In this recipe, you will create an Apache Flink application that every 5 seconds counts the number of words that are posted on an Apache Kafka topic using the Kotlin programming language.
Flink natively supports Java and Scala, but you can use any JVM language to create your application.
This recipe for Apache Flink is a self-contained recipe that you can directly copy and run from your favorite editor. There is no need to download Apache Flink or Apache Kafka.
This project setup is based on the official Apache Flink Maven quickstart for the Java API .
To add support for Kotlin, you add dependencies and configure them correctly in the Maven project. The full documentation can be found at the Kotlin Maven build tool documentation.
The kotlin-stdlib-jdk8
artifact can be used with JDK 8 and JDK 11 (or higher).
<!-- The Kotlin standard library + extensions to work with Java 7/8 features. -->
<dependency>
<groupId>org.jetbrains.kotlin</groupId>
<artifactId>kotlin-stdlib-jdk8</artifactId>
<version>1.7.22</version>
</dependency>
You need to explicitly define your Kotlin source- and test directories in Maven, so you can reference them in the necessary configuration for the Kotlin Maven plugin.
<sourceDirectory>src/main/kotlin</sourceDirectory>
<testSourceDirectory>src/test/kotlin</testSourceDirectory>
The Kotlin Maven plugin uses the previously configured values and connects them to the correct Maven lifecycles.
<plugin>
<groupId>org.jetbrains.kotlin</groupId>
<artifactId>kotlin-maven-plugin</artifactId>
<version>1.7.22</version>
<executions>
<execution>
<id>compile</id>
<phase>process-sources</phase>
<goals>
<goal>compile</goal>
</goals>
</execution>
<execution>
<id>test-compile</id>
<phase>test-compile</phase>
<goals>
<goal>test-compile</goal>
</goals>
</execution>
</executions>
<configuration>
<jvmTarget>${target.java.version}</jvmTarget>
</configuration>
</plugin>
By configuring your main class, Maven can properly create a fat JAR when you are building the recipe.
<!-- Note that the Kotlin compiler adds a "Kt" suffix to the class name! -->
<mainClass>io.confluent.developer.cookbook.flink.WordCountKt</mainClass>
The recipe uses Kafka topic input
, containing String records.
"Frodo Baggins"
"Meriadoc Brandybuck"
"Boromir"
"Gollum"
"Sauron"
...
The recipe uses the Apache
Flink KafkaSource
connector in the application to connect to your Apache Kafka broker.
The recipe uses a Kotlin data class. The class has public and mutable properties, with a no-arg constructor so that Flink treats it as a POJO. This has performance benefits, and more importantly allows schema evolution (i.e., you can add/remove fields) when using this class for state. An immutable data class would be serialized via Kryo, because Flink does not have built-in support for such classes.

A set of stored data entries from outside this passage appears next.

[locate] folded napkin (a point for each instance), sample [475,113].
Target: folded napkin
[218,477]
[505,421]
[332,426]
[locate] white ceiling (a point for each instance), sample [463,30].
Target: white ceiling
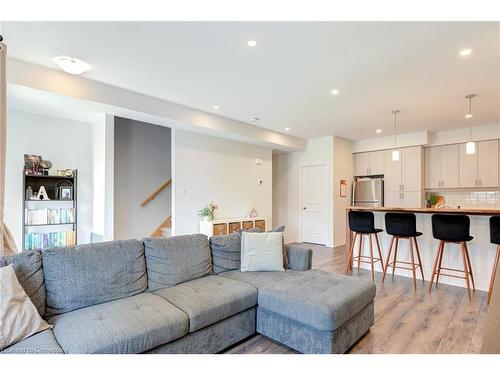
[286,80]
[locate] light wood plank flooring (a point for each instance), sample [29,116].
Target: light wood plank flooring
[405,321]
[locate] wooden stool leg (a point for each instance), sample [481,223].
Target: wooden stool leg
[439,264]
[470,266]
[440,247]
[466,269]
[388,258]
[492,280]
[360,250]
[395,256]
[371,257]
[379,251]
[349,257]
[417,250]
[413,264]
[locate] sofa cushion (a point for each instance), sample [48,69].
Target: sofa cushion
[86,275]
[28,268]
[42,343]
[259,279]
[129,325]
[320,299]
[210,299]
[171,261]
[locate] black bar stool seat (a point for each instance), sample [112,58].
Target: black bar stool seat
[403,226]
[362,223]
[494,239]
[452,229]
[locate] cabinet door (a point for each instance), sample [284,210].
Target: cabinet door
[468,168]
[449,166]
[376,162]
[433,167]
[412,199]
[361,164]
[487,154]
[411,169]
[392,199]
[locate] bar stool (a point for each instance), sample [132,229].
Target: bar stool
[494,238]
[362,223]
[403,226]
[452,229]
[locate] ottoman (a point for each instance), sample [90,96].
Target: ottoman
[316,312]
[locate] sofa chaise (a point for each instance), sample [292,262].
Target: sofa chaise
[179,295]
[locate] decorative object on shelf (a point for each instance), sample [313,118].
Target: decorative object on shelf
[32,164]
[45,165]
[253,213]
[42,194]
[395,152]
[208,212]
[470,147]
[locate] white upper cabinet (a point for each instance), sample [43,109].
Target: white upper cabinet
[481,168]
[369,163]
[441,167]
[487,152]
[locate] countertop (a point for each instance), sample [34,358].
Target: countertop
[464,211]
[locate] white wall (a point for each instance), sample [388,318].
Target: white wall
[207,168]
[142,163]
[286,185]
[65,143]
[343,168]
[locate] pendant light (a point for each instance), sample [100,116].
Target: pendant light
[470,147]
[395,152]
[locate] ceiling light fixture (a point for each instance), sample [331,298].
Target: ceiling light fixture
[395,152]
[71,65]
[465,52]
[470,147]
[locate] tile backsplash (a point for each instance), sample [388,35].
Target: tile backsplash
[471,199]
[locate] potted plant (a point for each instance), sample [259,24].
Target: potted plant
[208,212]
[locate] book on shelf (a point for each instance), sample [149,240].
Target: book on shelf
[49,216]
[42,241]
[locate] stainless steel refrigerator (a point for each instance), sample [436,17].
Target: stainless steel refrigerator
[368,192]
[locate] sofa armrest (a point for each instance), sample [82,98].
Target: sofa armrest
[299,257]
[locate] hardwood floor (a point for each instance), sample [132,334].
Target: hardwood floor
[405,321]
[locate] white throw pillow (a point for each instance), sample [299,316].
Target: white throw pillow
[18,316]
[262,251]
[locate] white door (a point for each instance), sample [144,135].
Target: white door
[392,172]
[487,153]
[449,166]
[411,168]
[433,167]
[468,168]
[314,204]
[376,162]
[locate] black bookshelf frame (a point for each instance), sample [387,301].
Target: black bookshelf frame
[49,182]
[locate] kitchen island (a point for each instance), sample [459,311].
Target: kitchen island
[482,252]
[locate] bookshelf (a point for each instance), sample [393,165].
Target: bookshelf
[53,222]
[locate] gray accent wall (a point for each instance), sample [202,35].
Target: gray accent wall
[142,159]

Alternatively you could also use Avro types, or implement custom TypeSerializers for your data types.
data class Event(var word: String, var count: Int) {
constructor() : this("", 0)
}
Each appearing word and the number of appearances will be stored in this data class. Everytime 5 seconds have passed, the application will output the word and how many times it has appeared in that timeframe. Since the data is unbounded, the output to the console will never stop.
val counts = textLines
.flatMap(Tokenizer())
.name("tokenizer")
.keyBy { value -> value.word }
.window(TumblingEventTimeWindows.of(Time.seconds(5)))
.reduce(Sum())
.name("counter")
This recipe is self-contained. You can run the WordCountTest#testProductionJob
test to see the full recipe
in action. That test uses an embedded Kafka and Flink instance, so you can run it directly via
Maven or in your favorite editor such as IntelliJ IDEA or Visual Studio Code.